Le président Macron vient d’annoncer que le rescapé du génocide arménien et résistant communiste, exécuté en février 44, sera panthéonisé.
Justice est enfin rendue pour Missak et Mélinée Manouchian, immigrés arméniens, rescapés du génocide perpétré à l’encontre de leur peuple par l’Empire Ottoman en 1915, avant de devenir ensuite deux des figures les plus emblématiques, durant la Seconde Guerre mondiale, de la Résistance au nazisme : c’est très probablement le 21 février 2024, jour du quatre-vingtième anniversaire de la mort de Missak Manouchian, fusillé par les Allemands le 21 février 1944, à l’âge de 37 ans seulement, au fort du Mont-Valérien, que ce couple aussi admirable qu’indissociable fera en effet sa glorieuse et méritoire entrée, sur décision du président de la République, Emmanuel Macron, au Panthéon, laïque sanctuaire tout entier consacré par « la Patrie Reconnaissante », comme l’indique majestueusement son fronton, « Aux Grands Hommes » !
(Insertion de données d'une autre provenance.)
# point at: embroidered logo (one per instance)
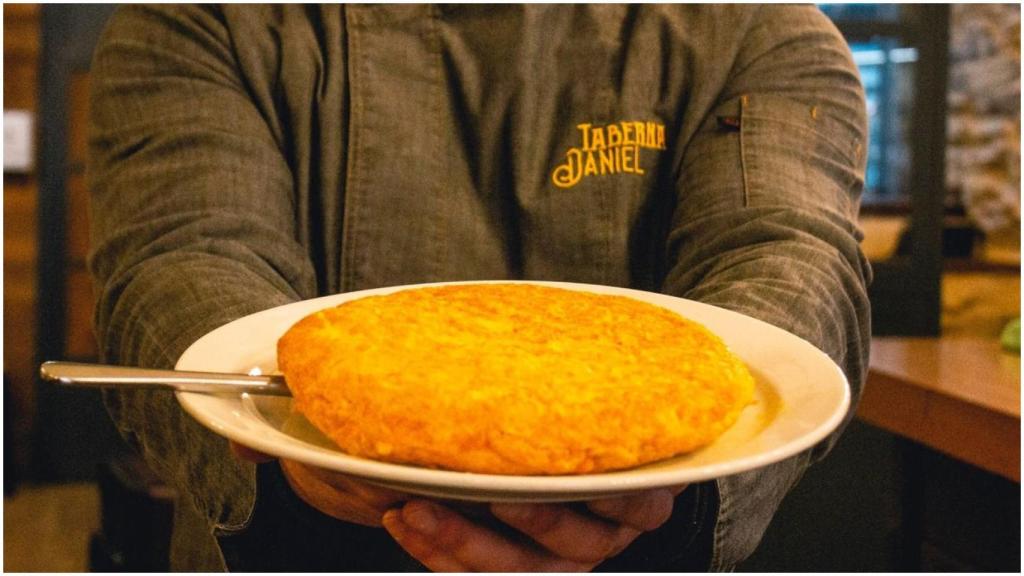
(608, 150)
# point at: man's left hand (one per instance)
(557, 537)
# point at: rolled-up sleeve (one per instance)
(768, 194)
(193, 221)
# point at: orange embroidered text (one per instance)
(608, 150)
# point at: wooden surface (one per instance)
(958, 395)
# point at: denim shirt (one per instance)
(245, 157)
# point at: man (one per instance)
(246, 157)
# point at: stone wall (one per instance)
(984, 123)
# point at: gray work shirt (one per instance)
(245, 157)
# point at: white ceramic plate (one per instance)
(801, 396)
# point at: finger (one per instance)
(566, 533)
(248, 454)
(328, 498)
(643, 510)
(443, 540)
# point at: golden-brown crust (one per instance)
(512, 378)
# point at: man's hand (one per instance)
(549, 537)
(557, 538)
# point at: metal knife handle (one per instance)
(98, 375)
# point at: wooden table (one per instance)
(957, 395)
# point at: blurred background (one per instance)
(927, 477)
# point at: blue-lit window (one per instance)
(887, 70)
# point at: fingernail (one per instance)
(421, 518)
(609, 506)
(390, 517)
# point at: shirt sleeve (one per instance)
(193, 224)
(765, 223)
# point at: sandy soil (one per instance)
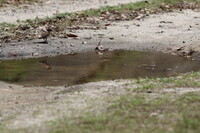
(31, 105)
(51, 7)
(162, 32)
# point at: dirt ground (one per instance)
(162, 32)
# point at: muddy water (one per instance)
(87, 67)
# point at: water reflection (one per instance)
(86, 67)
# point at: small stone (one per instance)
(84, 42)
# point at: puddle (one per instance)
(87, 67)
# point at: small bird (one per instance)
(100, 47)
(45, 33)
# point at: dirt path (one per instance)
(52, 7)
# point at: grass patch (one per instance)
(166, 112)
(15, 2)
(141, 113)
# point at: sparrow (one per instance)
(100, 47)
(45, 33)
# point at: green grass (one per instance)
(140, 113)
(144, 112)
(61, 22)
(3, 2)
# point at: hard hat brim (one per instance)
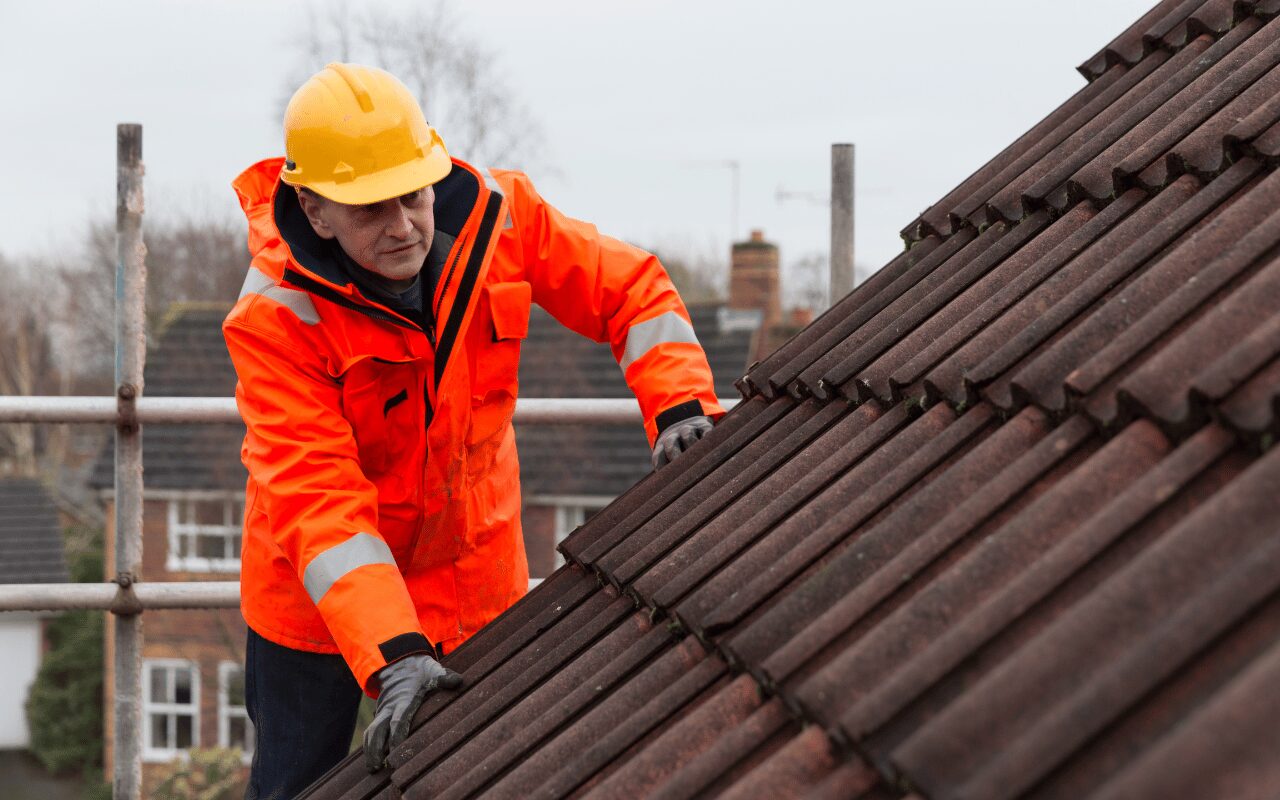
(384, 184)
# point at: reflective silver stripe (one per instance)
(328, 567)
(666, 329)
(296, 301)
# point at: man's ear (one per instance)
(312, 205)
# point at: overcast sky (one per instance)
(641, 105)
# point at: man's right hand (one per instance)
(405, 684)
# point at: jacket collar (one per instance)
(466, 209)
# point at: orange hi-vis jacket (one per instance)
(382, 513)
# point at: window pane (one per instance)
(237, 734)
(182, 685)
(159, 731)
(159, 691)
(236, 688)
(210, 512)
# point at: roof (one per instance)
(999, 524)
(31, 538)
(190, 359)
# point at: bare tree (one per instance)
(453, 76)
(191, 257)
(805, 282)
(27, 360)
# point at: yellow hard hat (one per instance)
(356, 135)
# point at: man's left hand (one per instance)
(679, 438)
(405, 684)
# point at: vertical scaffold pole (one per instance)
(841, 223)
(131, 280)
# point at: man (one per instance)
(376, 343)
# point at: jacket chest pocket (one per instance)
(502, 324)
(384, 403)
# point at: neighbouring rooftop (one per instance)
(31, 536)
(1000, 524)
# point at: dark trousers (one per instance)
(304, 709)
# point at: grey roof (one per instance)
(31, 539)
(190, 359)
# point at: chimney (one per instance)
(753, 280)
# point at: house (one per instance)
(1000, 524)
(192, 661)
(31, 552)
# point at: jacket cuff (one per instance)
(679, 414)
(407, 644)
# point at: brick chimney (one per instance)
(753, 279)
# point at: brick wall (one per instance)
(204, 636)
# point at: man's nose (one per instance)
(398, 223)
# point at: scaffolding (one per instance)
(126, 595)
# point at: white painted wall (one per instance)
(19, 658)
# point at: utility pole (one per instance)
(841, 222)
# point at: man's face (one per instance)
(389, 238)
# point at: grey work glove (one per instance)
(405, 685)
(679, 438)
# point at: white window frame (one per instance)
(231, 528)
(570, 513)
(170, 709)
(225, 711)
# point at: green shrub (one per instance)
(64, 707)
(208, 773)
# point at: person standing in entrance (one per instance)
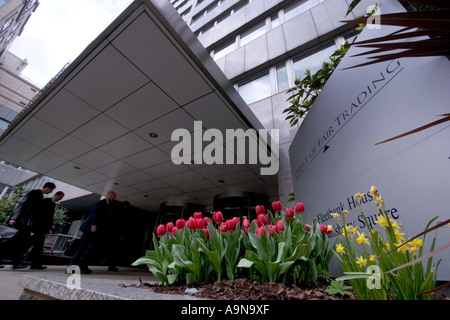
(22, 220)
(91, 228)
(42, 224)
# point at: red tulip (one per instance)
(161, 230)
(276, 206)
(180, 223)
(280, 225)
(272, 229)
(199, 224)
(206, 220)
(263, 220)
(169, 226)
(197, 215)
(289, 213)
(260, 230)
(260, 210)
(299, 207)
(218, 217)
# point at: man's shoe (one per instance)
(41, 267)
(86, 271)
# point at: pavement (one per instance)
(11, 290)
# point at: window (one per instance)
(298, 7)
(312, 62)
(224, 49)
(253, 33)
(256, 89)
(282, 77)
(275, 20)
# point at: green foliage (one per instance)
(292, 255)
(8, 202)
(338, 287)
(306, 90)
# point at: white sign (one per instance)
(334, 154)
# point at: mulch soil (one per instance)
(245, 289)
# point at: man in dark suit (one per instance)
(92, 227)
(22, 220)
(42, 224)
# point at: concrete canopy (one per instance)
(146, 73)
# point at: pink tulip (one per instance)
(169, 226)
(280, 225)
(246, 223)
(161, 230)
(299, 207)
(273, 230)
(197, 215)
(263, 220)
(218, 217)
(260, 230)
(276, 206)
(289, 213)
(260, 210)
(180, 223)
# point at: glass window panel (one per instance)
(298, 8)
(312, 62)
(256, 89)
(253, 33)
(224, 49)
(282, 78)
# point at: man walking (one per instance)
(22, 220)
(42, 224)
(91, 229)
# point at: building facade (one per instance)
(263, 45)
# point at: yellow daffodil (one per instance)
(403, 248)
(416, 243)
(335, 215)
(362, 238)
(358, 197)
(382, 221)
(361, 261)
(399, 235)
(340, 248)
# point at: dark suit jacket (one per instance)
(96, 217)
(43, 220)
(27, 209)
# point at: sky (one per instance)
(59, 30)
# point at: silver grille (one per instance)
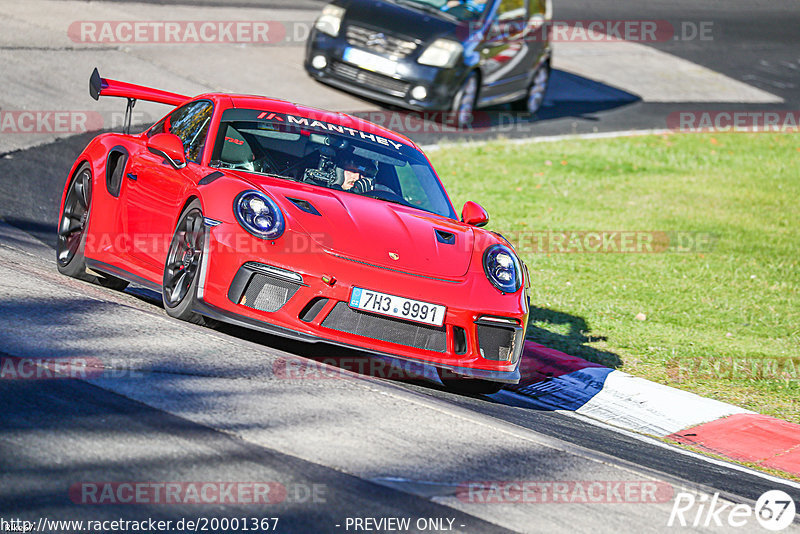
(266, 293)
(379, 42)
(370, 79)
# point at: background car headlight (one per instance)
(441, 53)
(330, 20)
(259, 215)
(502, 268)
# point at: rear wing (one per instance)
(104, 87)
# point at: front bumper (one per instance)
(304, 296)
(440, 84)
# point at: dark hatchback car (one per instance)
(453, 55)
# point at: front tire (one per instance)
(72, 232)
(182, 268)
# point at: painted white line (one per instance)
(546, 139)
(644, 406)
(654, 75)
(658, 443)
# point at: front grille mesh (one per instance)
(370, 79)
(345, 319)
(266, 293)
(379, 42)
(496, 343)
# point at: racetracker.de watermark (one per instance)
(710, 121)
(177, 32)
(609, 242)
(14, 368)
(297, 32)
(730, 368)
(66, 122)
(600, 31)
(195, 492)
(565, 492)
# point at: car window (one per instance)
(328, 155)
(190, 123)
(463, 10)
(511, 10)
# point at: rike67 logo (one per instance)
(774, 511)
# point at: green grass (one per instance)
(738, 301)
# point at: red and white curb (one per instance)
(553, 380)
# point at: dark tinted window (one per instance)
(190, 123)
(511, 10)
(331, 156)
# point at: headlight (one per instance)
(259, 215)
(502, 268)
(331, 20)
(441, 53)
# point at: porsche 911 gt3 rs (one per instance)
(295, 221)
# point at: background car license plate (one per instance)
(368, 61)
(394, 306)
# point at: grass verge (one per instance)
(714, 309)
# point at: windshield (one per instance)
(464, 10)
(328, 155)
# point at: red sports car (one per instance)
(295, 221)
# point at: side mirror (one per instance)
(168, 146)
(473, 214)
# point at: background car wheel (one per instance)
(182, 267)
(467, 386)
(71, 242)
(464, 101)
(535, 96)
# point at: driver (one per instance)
(356, 174)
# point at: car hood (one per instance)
(399, 20)
(376, 232)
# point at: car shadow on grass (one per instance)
(569, 334)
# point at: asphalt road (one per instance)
(198, 405)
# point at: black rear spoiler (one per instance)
(99, 86)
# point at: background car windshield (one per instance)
(354, 162)
(466, 10)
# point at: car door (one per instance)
(155, 190)
(506, 55)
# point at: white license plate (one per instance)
(368, 61)
(400, 307)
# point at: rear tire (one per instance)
(72, 232)
(463, 105)
(182, 268)
(468, 386)
(535, 96)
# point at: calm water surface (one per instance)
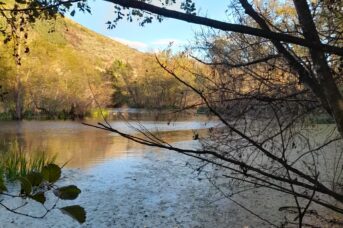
(82, 146)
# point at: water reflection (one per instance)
(83, 146)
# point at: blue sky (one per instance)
(152, 36)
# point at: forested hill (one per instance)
(66, 70)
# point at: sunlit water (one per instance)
(125, 184)
(82, 146)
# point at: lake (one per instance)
(125, 184)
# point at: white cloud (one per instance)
(134, 44)
(165, 42)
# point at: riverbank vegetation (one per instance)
(266, 73)
(65, 71)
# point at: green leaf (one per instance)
(51, 173)
(69, 192)
(76, 212)
(35, 178)
(26, 186)
(39, 197)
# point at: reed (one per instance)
(15, 162)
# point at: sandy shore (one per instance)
(153, 190)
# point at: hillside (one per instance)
(63, 71)
(74, 39)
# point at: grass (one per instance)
(15, 162)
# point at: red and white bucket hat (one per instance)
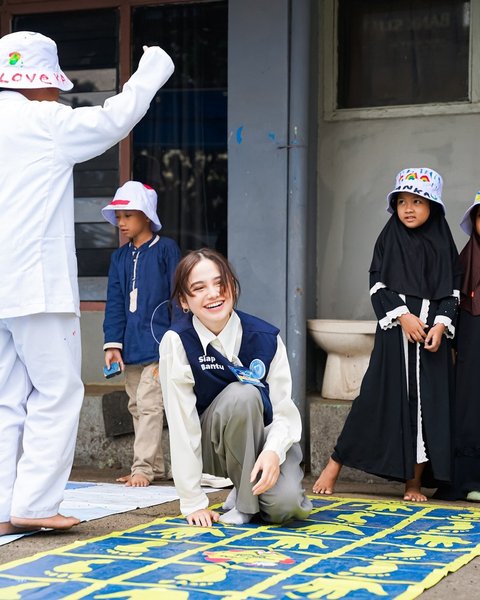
(422, 181)
(29, 60)
(134, 195)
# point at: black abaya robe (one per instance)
(380, 433)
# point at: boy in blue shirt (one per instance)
(136, 317)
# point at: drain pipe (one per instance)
(300, 14)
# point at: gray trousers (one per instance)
(233, 435)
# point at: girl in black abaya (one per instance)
(466, 469)
(399, 425)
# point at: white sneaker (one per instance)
(216, 482)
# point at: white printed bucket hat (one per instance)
(421, 181)
(134, 195)
(29, 60)
(466, 223)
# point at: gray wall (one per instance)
(357, 164)
(257, 125)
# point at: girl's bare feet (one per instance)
(6, 528)
(56, 522)
(325, 484)
(136, 480)
(413, 491)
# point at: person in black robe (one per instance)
(466, 468)
(399, 426)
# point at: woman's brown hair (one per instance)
(228, 279)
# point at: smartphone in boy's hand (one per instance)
(114, 369)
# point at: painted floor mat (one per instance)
(348, 548)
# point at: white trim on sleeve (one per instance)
(449, 327)
(391, 318)
(378, 286)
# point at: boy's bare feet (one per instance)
(136, 480)
(58, 521)
(413, 493)
(325, 484)
(413, 486)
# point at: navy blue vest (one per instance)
(211, 369)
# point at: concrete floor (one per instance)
(462, 585)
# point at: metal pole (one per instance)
(297, 199)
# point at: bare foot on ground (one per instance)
(6, 528)
(413, 493)
(136, 480)
(325, 484)
(124, 478)
(413, 487)
(56, 522)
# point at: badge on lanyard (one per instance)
(246, 376)
(133, 300)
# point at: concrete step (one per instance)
(99, 447)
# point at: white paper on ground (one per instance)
(89, 500)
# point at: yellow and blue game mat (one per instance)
(347, 549)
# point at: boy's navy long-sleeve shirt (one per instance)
(138, 313)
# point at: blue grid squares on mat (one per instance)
(347, 548)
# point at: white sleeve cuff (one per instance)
(378, 286)
(391, 318)
(449, 328)
(117, 345)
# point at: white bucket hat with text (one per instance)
(29, 60)
(422, 181)
(134, 195)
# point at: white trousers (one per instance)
(41, 394)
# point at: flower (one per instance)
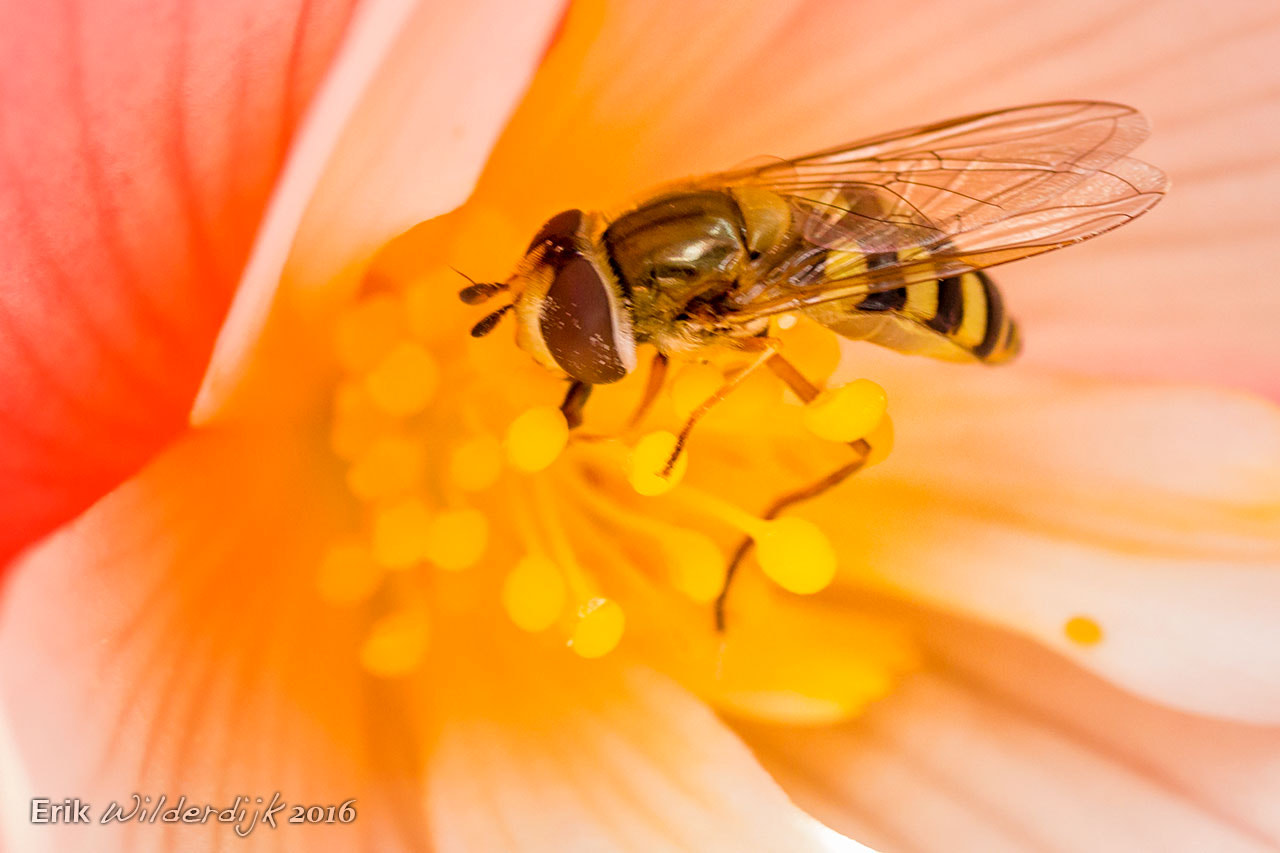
(200, 629)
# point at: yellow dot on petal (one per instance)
(396, 643)
(649, 459)
(1083, 630)
(693, 387)
(698, 565)
(848, 413)
(391, 465)
(402, 383)
(533, 594)
(476, 464)
(366, 331)
(881, 441)
(600, 623)
(796, 555)
(348, 574)
(536, 438)
(456, 539)
(401, 533)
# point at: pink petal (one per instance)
(543, 757)
(1005, 747)
(170, 642)
(140, 145)
(1151, 510)
(391, 144)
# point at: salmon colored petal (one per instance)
(599, 758)
(1005, 747)
(1184, 292)
(137, 155)
(1153, 511)
(170, 642)
(391, 144)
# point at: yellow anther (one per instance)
(600, 623)
(366, 331)
(1083, 630)
(881, 441)
(391, 465)
(476, 464)
(696, 562)
(456, 539)
(396, 643)
(848, 413)
(356, 420)
(649, 460)
(796, 555)
(813, 349)
(401, 533)
(348, 574)
(536, 438)
(693, 387)
(533, 594)
(403, 381)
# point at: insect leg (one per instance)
(657, 377)
(769, 351)
(805, 391)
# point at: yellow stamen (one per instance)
(457, 539)
(848, 413)
(396, 643)
(403, 381)
(792, 552)
(476, 464)
(598, 632)
(391, 465)
(533, 594)
(1083, 630)
(366, 332)
(535, 438)
(649, 460)
(348, 574)
(401, 533)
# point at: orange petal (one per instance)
(1150, 511)
(1005, 747)
(400, 133)
(551, 757)
(138, 154)
(172, 642)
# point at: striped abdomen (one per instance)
(958, 318)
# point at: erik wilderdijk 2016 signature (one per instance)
(243, 815)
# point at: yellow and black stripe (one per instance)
(958, 318)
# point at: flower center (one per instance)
(476, 497)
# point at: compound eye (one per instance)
(584, 325)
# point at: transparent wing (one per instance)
(955, 196)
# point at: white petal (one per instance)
(599, 760)
(1014, 749)
(1152, 510)
(397, 135)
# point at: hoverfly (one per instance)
(883, 240)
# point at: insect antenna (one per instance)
(478, 292)
(487, 325)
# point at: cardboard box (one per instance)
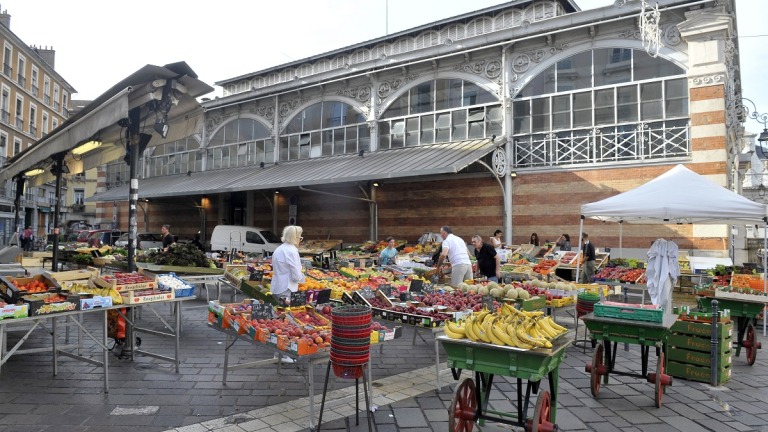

Une légitime et noble décision
De fait, confirme officiellement, à ce sujet, l’Elysée dans un communiqué publié ce dimanche 18 juin 2023, date symbolique s’il en est, particulièrement bien choisie en la circonstance, puisqu’elle commémore le désormais historique « Appel du 18 Juin » lancé, sur les ondes de Radio Londres, par le général de Gaulle afin de combattre l’occupation allemande lors de l’infâme régime collaborationniste de Vichy.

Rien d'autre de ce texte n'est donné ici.